Wei_Dai comments on Hacking the CEV for Fun and Profit - Less Wrong

52 Post author: Wei_Dai 03 June 2010 08:30PM

You are viewing a comment permalink. View the original post to see all comments and the full post content.

Comments (194)

You are viewing a single comment's thread. Show more comments above.

Comment author: Yvain 05 June 2010 02:35:43PM *  4 points [-]

EDIT: Doesn't work, see Wei Dai below.

This isn't a bug in CEV, it's a bug in the universe. Once the majority of conscious beings are Dr. Evil clones, then Dr. Evil becomes a utility monster and it gets genuinely important to give him what he wants.

But allowing Dr. Evil to clone himself is bad; it will reduce the utility of all currently existing humans except Dr. Evil.

If a normal, relatively nice but non-philosopher human ascended to godhood, ve would probably ignore Dr. Evil's clones' wishes. Ve would destroy the clones and imprison the doctor, because ve was angry at Dr. Evil for taking the utility-lowering action of cloning himself and wanted to punish him.

But everything goes better than expected! Dr. Evil hears a normal human is ascending to godhood, realizes making the clones won't work, and submits passively to the new order. And rationalists should win, so a superintelligent AI should be able to do at least as well as a normal human by copying normal human methods when they pay off.
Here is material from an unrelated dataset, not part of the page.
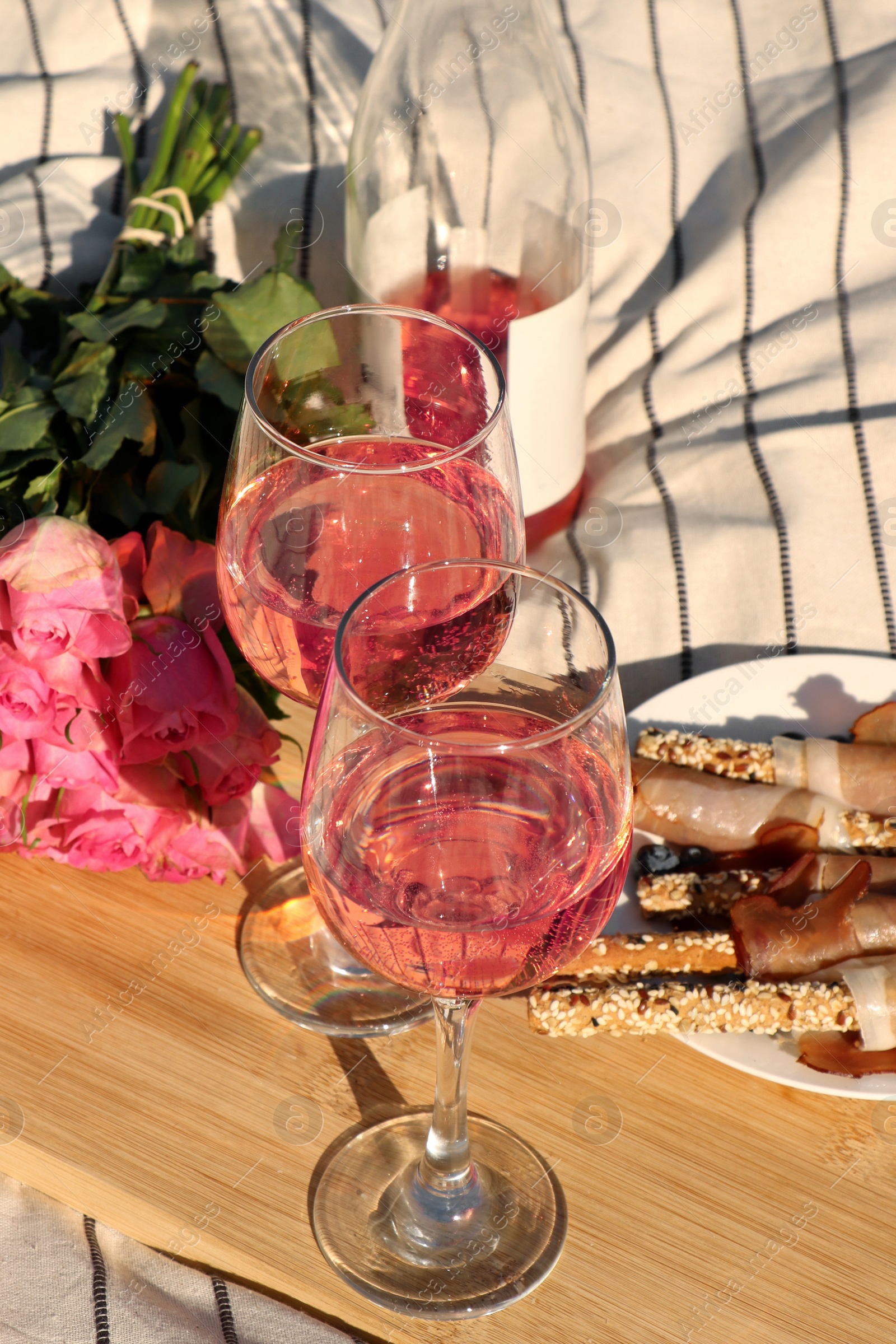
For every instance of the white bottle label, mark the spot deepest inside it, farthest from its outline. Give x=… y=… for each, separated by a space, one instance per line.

So an AI with sufficiently good decision theory could (I hate to say "would" here, because making quick assumptions that an AI would do the right thing is a good way to get yourself killed) use the same logic. Ve would say, before even encountering the world "I am precommiting that anyone who cloned themselves a trillion times gets all their clones killed. This precommitment will prevent anyone who genuinely understands my source code from having cloned themselves in the past, and will therefore increase utility." Then ve opens ver sensors, sees Dr. Evil and his clones, and says "Sorry, I'd like to help you, but I precommited to not doing so," kills all of the clones as painlessly as possible, and get around to saving the world.

Comment author: Wei_Dai 05 June 2010 05:22:11PM 8 points [-]

"I am precommiting that anyone who cloned themselves a trillion times gets all their clones killed. This precommitment will prevent anyone who genuinely understands my source code from having cloned themselves in the past, and will therefore increase utility."

Wait, increase utility according to what utility function? If it's an aggregate utility function where Dr. Evil has 99% weight, then why would that precommitment increase utility?

Comment author: Yvain 05 June 2010 08:25:12PM 5 points [-]

You're right. It will make a commitment to stop anyone who tries the same thing later, but it won't apply it retroactively. The original comment is wrong.